Ever since outgoing Defense Secretary Leon Panetta announced a week ago that the U.S. military would lift its ban on women in combat roles, the debate, which has been simmering for decades, boiled up again. Much of the argument has centered on cultural, social, and morale-related effects that such a change would bring about, though other practical issues have been raised as well. However, a Government Accountability Office (GAO) report released just this week may bring some other considerations to the fore, among them, the financial impact.

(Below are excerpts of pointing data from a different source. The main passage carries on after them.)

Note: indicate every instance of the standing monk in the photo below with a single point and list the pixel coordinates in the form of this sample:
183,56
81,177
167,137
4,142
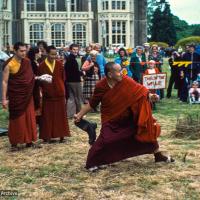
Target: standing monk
18,83
128,127
54,122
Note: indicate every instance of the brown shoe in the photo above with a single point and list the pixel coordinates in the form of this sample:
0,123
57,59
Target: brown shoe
159,157
14,148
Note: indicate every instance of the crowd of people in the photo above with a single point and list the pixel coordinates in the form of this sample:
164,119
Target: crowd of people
40,85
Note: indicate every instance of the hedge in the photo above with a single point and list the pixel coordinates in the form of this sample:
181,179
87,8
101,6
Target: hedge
160,44
189,40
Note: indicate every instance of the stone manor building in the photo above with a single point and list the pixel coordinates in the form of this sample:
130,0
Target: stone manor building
109,22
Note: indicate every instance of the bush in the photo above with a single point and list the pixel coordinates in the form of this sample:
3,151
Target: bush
189,40
160,44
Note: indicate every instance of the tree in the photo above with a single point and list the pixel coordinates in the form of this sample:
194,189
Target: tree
196,31
151,6
163,29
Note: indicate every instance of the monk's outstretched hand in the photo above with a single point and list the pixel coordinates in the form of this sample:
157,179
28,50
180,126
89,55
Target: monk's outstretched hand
77,118
5,104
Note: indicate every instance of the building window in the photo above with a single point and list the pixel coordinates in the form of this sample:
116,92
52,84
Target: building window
119,32
31,5
58,35
118,5
105,32
36,33
5,33
79,34
5,4
73,5
52,5
123,5
105,5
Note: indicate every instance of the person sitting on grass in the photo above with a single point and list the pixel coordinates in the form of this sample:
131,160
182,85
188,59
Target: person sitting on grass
128,127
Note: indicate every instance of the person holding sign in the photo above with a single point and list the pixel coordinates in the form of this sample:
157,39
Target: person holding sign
152,69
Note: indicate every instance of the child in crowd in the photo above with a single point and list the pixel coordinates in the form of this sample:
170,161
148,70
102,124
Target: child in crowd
194,93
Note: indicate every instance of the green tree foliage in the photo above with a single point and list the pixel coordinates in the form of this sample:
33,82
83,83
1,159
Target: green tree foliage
196,31
188,40
163,29
183,29
151,6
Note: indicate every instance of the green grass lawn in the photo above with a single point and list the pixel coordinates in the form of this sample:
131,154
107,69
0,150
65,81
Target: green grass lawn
57,170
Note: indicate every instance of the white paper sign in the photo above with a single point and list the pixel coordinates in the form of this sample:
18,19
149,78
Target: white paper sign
155,81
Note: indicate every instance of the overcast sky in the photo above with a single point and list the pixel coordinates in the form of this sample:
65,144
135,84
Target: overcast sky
188,10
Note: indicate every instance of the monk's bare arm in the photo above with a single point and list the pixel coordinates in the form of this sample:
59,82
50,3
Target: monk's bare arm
5,86
85,109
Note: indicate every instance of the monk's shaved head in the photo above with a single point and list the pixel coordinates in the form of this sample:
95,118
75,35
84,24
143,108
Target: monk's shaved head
109,67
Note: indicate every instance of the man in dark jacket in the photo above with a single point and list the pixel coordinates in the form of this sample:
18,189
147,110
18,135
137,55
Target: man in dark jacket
73,78
190,72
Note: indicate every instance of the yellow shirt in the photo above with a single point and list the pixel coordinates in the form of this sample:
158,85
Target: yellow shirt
14,66
51,66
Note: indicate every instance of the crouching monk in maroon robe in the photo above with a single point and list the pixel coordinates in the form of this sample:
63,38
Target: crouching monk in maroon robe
128,127
18,83
54,122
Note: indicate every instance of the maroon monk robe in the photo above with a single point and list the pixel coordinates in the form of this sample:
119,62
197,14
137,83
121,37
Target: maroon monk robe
122,108
54,122
22,125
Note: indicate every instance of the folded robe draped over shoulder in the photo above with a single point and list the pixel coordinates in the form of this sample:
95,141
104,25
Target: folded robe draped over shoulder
128,127
20,89
54,122
22,125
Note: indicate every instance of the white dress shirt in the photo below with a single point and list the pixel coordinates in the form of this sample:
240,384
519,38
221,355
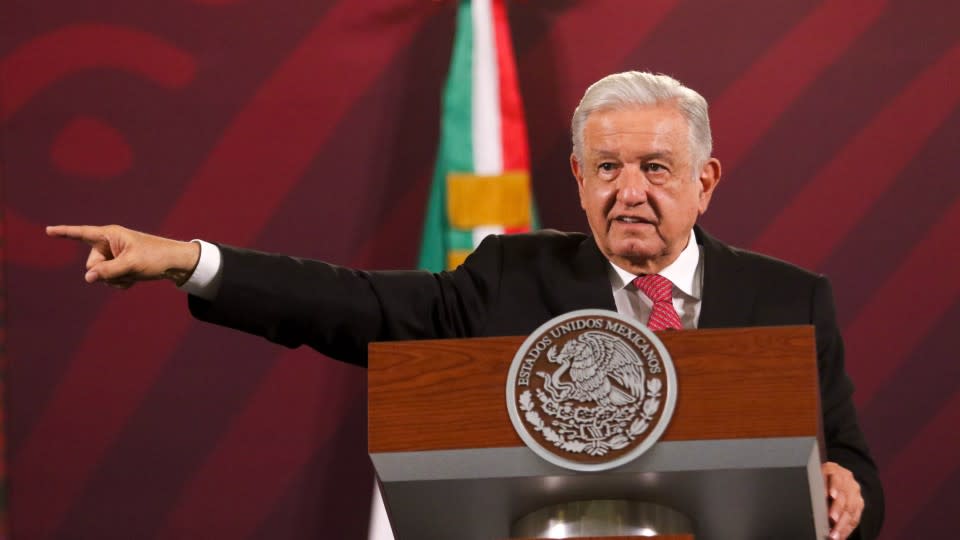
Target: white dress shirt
686,274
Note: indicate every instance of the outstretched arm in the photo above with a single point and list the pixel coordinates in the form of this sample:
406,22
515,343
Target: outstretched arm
121,257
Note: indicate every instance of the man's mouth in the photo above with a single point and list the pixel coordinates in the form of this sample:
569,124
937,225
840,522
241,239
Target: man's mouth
632,219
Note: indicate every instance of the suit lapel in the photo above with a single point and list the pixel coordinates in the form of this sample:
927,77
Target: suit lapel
728,296
589,287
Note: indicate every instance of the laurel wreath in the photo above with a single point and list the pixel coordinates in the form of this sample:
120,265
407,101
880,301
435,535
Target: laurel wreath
566,416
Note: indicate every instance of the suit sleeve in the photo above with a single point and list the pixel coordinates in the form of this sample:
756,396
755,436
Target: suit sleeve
339,311
845,442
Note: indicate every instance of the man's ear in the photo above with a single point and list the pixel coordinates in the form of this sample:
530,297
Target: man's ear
709,178
577,170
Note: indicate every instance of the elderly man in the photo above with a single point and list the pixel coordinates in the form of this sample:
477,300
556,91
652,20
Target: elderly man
642,161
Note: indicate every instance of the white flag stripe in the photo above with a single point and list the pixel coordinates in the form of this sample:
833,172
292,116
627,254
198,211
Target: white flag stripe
487,146
379,523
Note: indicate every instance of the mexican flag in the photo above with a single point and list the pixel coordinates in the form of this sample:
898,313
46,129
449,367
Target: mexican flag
481,183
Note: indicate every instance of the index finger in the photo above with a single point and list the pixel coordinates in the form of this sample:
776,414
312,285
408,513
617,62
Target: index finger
87,233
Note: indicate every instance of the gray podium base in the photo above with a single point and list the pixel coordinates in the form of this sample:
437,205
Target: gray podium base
745,489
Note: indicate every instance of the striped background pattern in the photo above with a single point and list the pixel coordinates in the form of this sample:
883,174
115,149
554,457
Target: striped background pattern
310,128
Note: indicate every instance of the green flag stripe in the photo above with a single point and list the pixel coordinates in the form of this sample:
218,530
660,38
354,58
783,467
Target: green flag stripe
456,142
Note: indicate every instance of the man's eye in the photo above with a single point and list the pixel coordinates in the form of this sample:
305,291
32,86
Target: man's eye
655,167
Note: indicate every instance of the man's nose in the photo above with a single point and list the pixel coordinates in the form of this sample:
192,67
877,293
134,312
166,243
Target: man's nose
633,186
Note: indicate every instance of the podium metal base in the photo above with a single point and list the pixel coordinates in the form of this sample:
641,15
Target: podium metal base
581,519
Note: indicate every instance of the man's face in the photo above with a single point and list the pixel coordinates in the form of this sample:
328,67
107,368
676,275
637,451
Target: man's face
638,186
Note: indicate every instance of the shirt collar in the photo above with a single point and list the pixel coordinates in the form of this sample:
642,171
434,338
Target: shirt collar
681,272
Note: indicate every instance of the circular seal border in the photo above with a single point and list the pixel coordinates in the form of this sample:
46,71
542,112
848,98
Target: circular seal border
658,429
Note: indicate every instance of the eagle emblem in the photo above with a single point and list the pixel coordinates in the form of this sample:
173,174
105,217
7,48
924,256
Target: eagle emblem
591,390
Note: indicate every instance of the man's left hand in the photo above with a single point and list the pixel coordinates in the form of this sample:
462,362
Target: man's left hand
844,499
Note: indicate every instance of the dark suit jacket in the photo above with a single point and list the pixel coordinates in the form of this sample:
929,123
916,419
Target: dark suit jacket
511,285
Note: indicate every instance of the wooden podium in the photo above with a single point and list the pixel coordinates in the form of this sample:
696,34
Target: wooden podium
741,457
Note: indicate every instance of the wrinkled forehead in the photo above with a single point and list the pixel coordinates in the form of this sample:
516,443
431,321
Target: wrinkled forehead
658,128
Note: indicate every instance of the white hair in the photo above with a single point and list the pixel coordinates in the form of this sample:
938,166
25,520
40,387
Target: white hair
633,88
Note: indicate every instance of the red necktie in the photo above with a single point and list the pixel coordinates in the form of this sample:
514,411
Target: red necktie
660,290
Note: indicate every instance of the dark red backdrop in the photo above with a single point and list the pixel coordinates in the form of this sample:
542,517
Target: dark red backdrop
310,128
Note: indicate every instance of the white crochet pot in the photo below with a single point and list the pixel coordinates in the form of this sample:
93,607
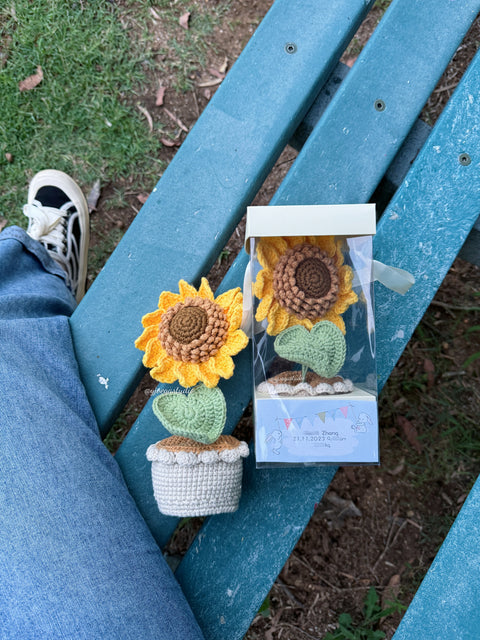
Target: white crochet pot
194,479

According to the introduction to the GAO report, the National Defense Authorization Act For Fiscal Year 2012 charged the GAO with conducting “a review of the female-specific health care services provided by DOD to female servicemembers...” Though not directly addressed by the GAO, the report raises a perhaps unanticipated consequence of lifting the ban on women in combat. With an increasing number of women in combat units, as well as presumably an overall increase in women enlisting in the service now that more positions will be open to them, there may be a corresponding increase in health-related costs. For example, the report says:
DOD has put in place policies and guidance that include female-specific aspects to help address the health care needs of servicewomen during deployment. Also, as part of pre-deployment preparations, servicewomen are screened for potentially deployment-limiting conditions, such as pregnancy, and DOD officials and health care providers with whom GAO met noted that such screening helps ensure that many female-specific health care needs are addressed prior to deployment.
The “female-specific aspects” of health care are self-evident, but for confirmation, one need look no further than the Affordable Care Act with its 145 uses of the word “women” versus one use of “men.” Although women already serve in many areas of the military, the full (or near-full) integration will certainly impact the amount of “female-specific ” medical equipment, supplies, and expertise needed by each branch of the service to meet the increased demand. Examination rooms may need to be retooled and medics may need further training. Additionally, the “potentially deployment-limiting conditions, such as pregnancy” can be screened for, but will still affect associated costs, not to mention the readiness of units destined for combat, in a way that is not present with male-only units. The report implies this when it says:
Given the expanding and evolving role of women in the military, the health and wellness of servicewomen plays an important role in overall military readiness.
The exact cost of women in combat is not revealed in the GAO report.
But at a time when the defense budget is under increasing scrutiny, and with the threat of sequestration slashing the budget further, the likely increased healthcare costs associated with the lifting of the ban should be taken into account.
Higher costs may not be the most important aspect of the policy change, but neither can they be ignored. The higher percentage of the defense budget that must be devoted to routine healthcare, the lower the percentage that is available for areas more directly related to keeping the U.S. military the best equipped, best trained fighting force in the world, ready at a moment’s notice to deploy whenever and wherever needed.